# Nipple Area Sunday



## Ocean Master (May 20, 2008)

Well I decided not to go but my son and his crew went and had a great time. My daughter in law caught her first Dolphin and her friend "Coozie" caught her first Sailfish. They has a nice Blue on for a while and they all got to see the show. 

They came home with Dolphin, Tile fish, Chicken Dolphin, and Mingo's. Also lot's of video that I will post later.

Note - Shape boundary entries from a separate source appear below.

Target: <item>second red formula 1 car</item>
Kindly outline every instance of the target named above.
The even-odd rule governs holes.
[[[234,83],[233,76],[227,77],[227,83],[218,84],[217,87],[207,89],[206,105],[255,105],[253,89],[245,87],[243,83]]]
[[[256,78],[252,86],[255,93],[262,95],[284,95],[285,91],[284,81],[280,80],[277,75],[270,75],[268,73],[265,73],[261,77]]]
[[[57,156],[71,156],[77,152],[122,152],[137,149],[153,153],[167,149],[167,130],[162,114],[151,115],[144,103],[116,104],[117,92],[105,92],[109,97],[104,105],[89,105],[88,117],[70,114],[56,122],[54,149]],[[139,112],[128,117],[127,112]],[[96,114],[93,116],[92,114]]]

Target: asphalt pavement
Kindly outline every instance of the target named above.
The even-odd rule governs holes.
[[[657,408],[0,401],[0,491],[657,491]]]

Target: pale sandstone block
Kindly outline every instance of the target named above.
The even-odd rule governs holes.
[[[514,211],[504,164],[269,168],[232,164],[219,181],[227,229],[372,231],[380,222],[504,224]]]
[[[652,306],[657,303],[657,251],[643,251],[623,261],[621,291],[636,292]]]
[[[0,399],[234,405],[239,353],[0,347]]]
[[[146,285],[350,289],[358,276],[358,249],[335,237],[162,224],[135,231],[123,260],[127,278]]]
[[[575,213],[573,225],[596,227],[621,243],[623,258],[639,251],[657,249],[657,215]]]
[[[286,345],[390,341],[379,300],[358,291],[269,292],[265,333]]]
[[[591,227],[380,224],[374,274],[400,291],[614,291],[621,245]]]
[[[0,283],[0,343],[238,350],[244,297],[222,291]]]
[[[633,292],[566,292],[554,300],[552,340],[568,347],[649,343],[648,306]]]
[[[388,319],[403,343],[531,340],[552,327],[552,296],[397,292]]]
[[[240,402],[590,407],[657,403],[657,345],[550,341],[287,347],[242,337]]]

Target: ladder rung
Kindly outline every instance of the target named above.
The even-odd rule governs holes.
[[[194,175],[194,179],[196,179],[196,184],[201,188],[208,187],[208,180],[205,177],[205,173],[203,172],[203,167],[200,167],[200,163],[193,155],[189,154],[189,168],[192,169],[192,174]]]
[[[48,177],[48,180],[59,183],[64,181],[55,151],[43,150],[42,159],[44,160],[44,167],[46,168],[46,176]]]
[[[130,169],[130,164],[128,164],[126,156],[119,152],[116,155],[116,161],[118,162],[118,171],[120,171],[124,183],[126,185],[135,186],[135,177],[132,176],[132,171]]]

My son said the seas were great until they were within 2 miles of the beach coming in against the outgoing tide.


----------



## Chris V (Oct 18, 2007)

Beautiful! Congrats on the nice fish and wide-smiling kids


----------



## Frenchy (Oct 2, 2007)

Great day to be out there it seems and great catch, thanks for posting.


----------



## Gamefish27 (Nov 13, 2009)

Sweet ... we went out there as well but did not get a hit


----------



## MSViking (Oct 11, 2007)

Very very nice! I too love seeing he smiling kids and women! Great pics and report!

Robert


----------



## Ocean Master (May 20, 2008)

I will have the funny video tonight.

All the fish caught were on the lure/ballyhoo shown. Even the Blue. It is black/purple with a gunmetal gray cupped head and only 5.5" long. I don't remember where I got it so if anyone knows please let me know.


----------